地元TV局からオファーも…元中日ドラ1・山内壮馬が歩む大学指導者の道「やりがいがある」

名城大・山内壮馬コーチ【写真提供:名城大学】
名城大・山内壮馬コーチ【写真提供:名城大学】

型にはめ込まない指導がモットー、プロでの経験談も「岩瀬さんや浅尾さんでも…」

 担当しているのは投手。型にはめ込まない指導がモットーだ。「投球フォームは人それぞれ。必ずしも、指導者が教えるフォームがどの選手にも当てはまる訳ではない。こういのもあるよという1つの候補として提案する。それで合わなければ違うことをやってみる。

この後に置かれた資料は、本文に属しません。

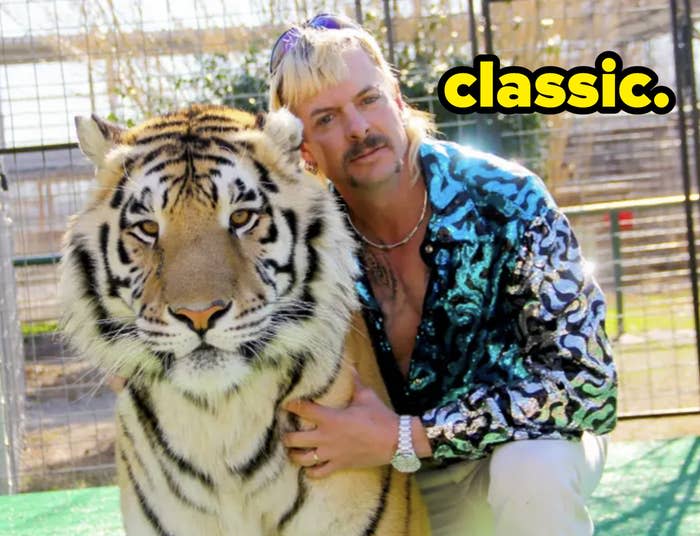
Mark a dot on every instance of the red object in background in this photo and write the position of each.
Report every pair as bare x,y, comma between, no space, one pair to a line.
625,219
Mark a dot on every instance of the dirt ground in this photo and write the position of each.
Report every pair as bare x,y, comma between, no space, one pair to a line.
69,428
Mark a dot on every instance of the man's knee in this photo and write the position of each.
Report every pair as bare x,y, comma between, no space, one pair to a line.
537,468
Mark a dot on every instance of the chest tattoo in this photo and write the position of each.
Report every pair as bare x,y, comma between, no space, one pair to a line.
380,274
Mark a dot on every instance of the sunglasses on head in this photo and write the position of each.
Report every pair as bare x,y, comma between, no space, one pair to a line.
289,39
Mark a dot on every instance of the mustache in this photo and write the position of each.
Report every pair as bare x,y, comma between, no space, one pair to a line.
372,141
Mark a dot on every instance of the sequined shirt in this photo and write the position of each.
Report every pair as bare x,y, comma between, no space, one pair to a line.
511,343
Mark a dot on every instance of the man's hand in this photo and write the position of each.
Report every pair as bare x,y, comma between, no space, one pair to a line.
362,435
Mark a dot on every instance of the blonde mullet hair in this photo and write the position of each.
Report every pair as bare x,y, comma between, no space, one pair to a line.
315,63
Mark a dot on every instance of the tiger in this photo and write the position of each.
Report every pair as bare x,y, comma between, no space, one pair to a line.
216,274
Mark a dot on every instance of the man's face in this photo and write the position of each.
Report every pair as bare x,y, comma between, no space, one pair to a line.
353,131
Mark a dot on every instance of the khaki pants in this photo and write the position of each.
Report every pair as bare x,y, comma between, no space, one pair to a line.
525,488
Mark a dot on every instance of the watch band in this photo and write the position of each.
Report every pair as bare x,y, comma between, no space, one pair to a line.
405,444
405,459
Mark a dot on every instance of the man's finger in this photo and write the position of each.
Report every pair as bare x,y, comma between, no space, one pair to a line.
301,440
322,470
304,457
307,410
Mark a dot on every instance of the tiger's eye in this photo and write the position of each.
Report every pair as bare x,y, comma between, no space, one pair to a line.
149,227
240,217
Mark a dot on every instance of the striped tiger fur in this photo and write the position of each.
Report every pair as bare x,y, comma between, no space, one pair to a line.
217,276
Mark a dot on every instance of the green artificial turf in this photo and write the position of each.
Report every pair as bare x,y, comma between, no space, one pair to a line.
648,488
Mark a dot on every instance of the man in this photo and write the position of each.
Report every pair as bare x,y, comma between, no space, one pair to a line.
488,330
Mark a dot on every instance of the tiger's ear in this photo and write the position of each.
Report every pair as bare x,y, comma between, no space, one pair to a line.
96,137
284,129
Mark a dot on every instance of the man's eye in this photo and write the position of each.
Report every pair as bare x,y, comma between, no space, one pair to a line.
324,120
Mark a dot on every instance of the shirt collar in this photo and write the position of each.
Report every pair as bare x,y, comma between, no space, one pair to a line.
450,200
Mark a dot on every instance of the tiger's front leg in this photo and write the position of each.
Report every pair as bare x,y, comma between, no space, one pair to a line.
154,495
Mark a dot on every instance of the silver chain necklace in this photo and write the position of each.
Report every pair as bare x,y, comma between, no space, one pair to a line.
405,239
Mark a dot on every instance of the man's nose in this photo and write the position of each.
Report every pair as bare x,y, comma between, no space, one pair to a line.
358,126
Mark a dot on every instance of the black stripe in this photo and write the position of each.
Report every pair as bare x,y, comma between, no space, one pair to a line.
265,181
224,144
167,122
199,402
260,458
123,254
298,502
169,135
271,235
155,153
113,281
145,507
149,421
132,445
118,196
271,441
177,491
213,117
217,128
379,510
162,165
166,360
86,265
214,158
331,379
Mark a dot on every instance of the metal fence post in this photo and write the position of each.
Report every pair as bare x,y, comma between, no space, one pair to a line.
11,360
617,269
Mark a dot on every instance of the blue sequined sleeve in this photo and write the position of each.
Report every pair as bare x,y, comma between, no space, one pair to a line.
558,314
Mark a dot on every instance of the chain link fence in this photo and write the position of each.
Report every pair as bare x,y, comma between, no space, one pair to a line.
61,58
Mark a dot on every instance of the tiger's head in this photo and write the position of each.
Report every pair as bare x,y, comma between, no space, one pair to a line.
205,252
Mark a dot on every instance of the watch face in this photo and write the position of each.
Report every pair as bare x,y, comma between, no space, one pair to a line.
406,463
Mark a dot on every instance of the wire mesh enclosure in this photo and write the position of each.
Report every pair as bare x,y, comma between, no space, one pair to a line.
618,177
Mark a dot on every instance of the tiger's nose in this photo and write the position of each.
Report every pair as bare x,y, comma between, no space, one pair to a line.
200,320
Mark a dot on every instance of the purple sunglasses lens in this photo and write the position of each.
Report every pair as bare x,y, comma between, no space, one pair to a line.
289,38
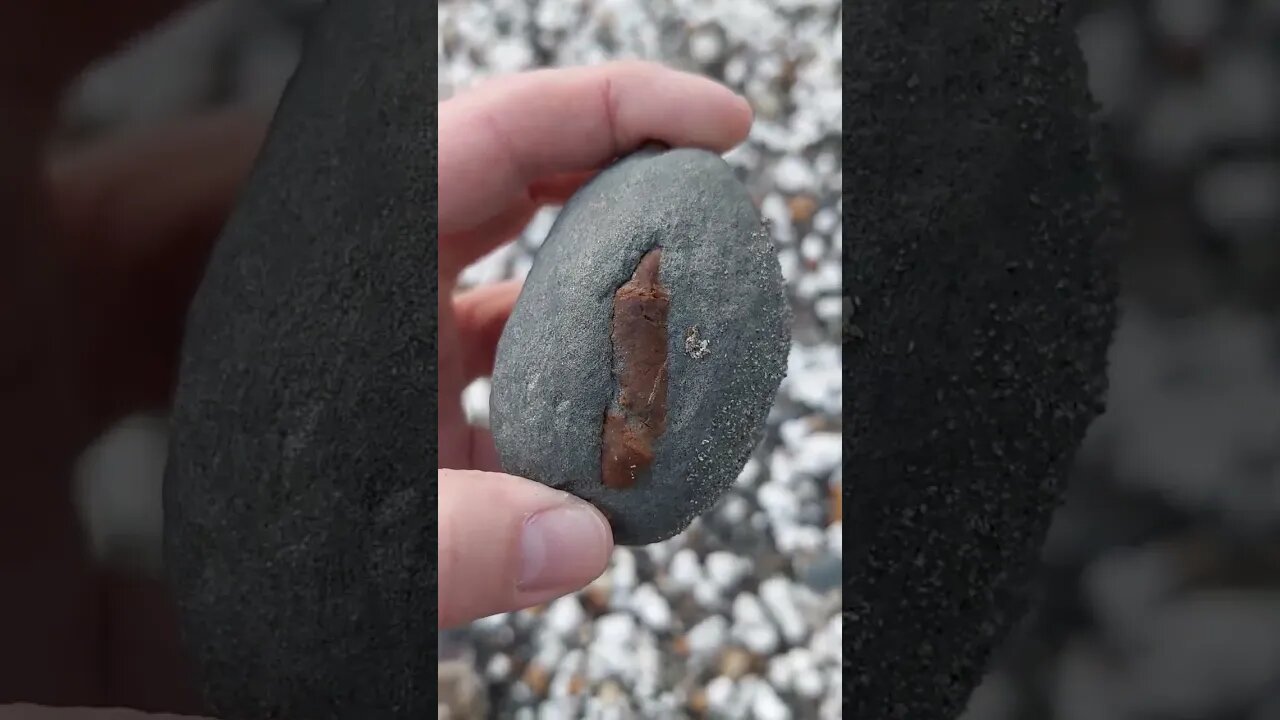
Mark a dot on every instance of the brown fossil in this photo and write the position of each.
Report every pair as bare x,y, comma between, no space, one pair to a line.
639,411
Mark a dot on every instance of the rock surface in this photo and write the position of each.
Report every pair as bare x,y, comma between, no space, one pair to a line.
300,504
727,340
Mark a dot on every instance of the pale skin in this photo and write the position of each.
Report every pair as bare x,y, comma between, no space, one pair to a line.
101,250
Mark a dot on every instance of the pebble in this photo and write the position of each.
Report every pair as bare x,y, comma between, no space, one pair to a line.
685,570
680,606
565,616
708,637
766,705
705,45
778,597
652,607
794,174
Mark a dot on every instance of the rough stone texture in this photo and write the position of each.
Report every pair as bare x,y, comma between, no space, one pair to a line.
976,352
300,497
553,377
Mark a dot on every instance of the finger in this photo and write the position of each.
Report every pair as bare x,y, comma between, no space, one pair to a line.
137,218
481,314
86,30
506,543
503,136
41,712
466,246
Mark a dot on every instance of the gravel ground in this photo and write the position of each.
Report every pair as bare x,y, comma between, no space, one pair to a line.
1160,592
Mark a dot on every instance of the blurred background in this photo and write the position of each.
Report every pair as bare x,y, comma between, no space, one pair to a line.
1160,597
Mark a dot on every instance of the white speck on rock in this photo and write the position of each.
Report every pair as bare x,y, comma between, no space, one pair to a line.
653,610
766,705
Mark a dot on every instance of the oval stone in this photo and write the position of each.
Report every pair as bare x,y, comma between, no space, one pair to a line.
647,346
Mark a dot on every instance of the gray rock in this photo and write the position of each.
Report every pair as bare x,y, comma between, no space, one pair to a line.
984,301
553,379
300,496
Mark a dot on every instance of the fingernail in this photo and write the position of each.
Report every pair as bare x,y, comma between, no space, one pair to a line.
562,547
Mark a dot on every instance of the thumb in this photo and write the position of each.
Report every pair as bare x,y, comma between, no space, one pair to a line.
508,543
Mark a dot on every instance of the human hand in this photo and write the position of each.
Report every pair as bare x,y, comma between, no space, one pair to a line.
504,150
101,251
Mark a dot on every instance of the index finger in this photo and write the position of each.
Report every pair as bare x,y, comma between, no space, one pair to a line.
501,137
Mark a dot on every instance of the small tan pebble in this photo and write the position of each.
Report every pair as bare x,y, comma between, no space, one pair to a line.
536,678
801,208
611,692
680,645
595,597
735,662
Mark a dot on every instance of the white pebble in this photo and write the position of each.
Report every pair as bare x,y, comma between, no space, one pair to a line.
510,55
624,573
520,267
563,678
705,46
831,308
685,570
720,693
708,637
819,454
498,668
826,220
775,209
652,607
709,596
792,174
760,639
538,228
551,651
616,629
726,569
750,473
824,643
781,602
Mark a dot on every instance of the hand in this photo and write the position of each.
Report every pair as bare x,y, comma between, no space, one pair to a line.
506,149
101,251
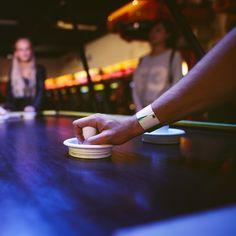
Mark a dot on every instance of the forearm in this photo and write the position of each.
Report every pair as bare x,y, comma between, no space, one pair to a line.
210,82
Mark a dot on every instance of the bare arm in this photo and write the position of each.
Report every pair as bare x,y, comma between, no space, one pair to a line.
210,82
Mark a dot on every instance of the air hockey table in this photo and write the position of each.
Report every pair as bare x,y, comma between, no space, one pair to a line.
45,192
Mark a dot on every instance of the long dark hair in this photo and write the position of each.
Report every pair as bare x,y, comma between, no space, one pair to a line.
170,29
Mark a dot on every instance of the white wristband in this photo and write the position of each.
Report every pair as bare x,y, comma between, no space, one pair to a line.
147,118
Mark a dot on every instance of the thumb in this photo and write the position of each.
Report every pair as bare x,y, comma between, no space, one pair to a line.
101,138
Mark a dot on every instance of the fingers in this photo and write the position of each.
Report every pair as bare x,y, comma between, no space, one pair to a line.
101,138
83,122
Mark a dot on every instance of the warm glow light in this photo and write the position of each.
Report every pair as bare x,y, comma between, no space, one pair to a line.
116,70
98,87
84,89
114,85
184,68
69,26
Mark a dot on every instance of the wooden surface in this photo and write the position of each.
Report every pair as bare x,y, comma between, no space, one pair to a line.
43,192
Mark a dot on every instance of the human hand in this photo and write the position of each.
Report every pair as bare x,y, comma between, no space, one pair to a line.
111,129
29,109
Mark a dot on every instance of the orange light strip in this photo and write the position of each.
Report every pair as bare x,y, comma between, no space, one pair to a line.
117,70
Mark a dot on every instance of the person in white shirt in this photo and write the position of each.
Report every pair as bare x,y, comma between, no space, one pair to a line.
159,70
209,83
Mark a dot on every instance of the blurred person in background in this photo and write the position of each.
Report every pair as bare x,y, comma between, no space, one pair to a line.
160,69
26,79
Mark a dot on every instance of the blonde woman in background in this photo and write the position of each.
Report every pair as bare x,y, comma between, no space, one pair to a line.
26,79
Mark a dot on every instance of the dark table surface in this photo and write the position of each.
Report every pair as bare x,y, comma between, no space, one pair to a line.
44,192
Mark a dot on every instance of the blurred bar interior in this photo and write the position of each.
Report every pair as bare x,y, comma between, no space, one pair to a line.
113,36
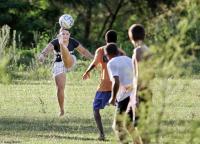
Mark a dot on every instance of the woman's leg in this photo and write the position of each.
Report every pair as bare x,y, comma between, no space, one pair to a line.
60,85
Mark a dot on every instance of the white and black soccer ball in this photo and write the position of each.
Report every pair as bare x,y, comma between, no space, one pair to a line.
66,21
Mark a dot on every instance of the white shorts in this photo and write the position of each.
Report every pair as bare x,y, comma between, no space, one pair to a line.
58,67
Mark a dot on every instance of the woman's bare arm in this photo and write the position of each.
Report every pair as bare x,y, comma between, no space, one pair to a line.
84,52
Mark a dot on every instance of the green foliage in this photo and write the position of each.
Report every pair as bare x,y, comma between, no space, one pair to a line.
5,76
174,38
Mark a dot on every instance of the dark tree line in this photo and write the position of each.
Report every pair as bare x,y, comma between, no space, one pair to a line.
92,17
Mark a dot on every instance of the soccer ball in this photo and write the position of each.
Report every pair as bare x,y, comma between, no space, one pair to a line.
66,21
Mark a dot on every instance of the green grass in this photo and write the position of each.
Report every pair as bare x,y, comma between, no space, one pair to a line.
29,112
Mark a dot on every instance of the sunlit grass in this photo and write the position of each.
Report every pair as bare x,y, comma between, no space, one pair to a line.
29,112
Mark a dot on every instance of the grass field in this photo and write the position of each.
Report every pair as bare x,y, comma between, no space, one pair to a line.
29,112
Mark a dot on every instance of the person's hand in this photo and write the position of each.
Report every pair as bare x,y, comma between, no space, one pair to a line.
60,39
41,58
112,101
86,75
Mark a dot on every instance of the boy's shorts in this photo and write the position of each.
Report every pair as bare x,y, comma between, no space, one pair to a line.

教えるというよりも、一緒に探すという感じですね」。

 その際に意識していることは、学生から聞いてくるまで、自分からは口出ししないことだという。「探しながらやっていれば、必ず疑問は出てくる。その積み重ねになる。でも、質問する気持ちがないと、僕から言っても頭の中には入っていかない。疑問が出て初めて教えるようにしています」。

 この考えは、プロでの経験に基づいているという。「(中日でコーチだった)森(繁和)さんも近藤(真一)さんも教えてくるタイプではなく、自分から聞きにいっていた。そういうやり方のほうがいいなと思った。2軍にいた時は、自分には合わないことをコーチに言われてやらされていたこともあったけど、これじゃないだろと思っていた」。

 中日に入団した当時は直球で押すタイプだった。だが、肘を痛めて制球力重視に変わった。「1、2年目はぶん回しだったけど勝てなかった。10勝した時にはすでに肘は痛かったので、スタイルを変えていた。本格派の剛腕で始まって、技巧派で終わった」。両方経験したことで、指導の幅も広がったという。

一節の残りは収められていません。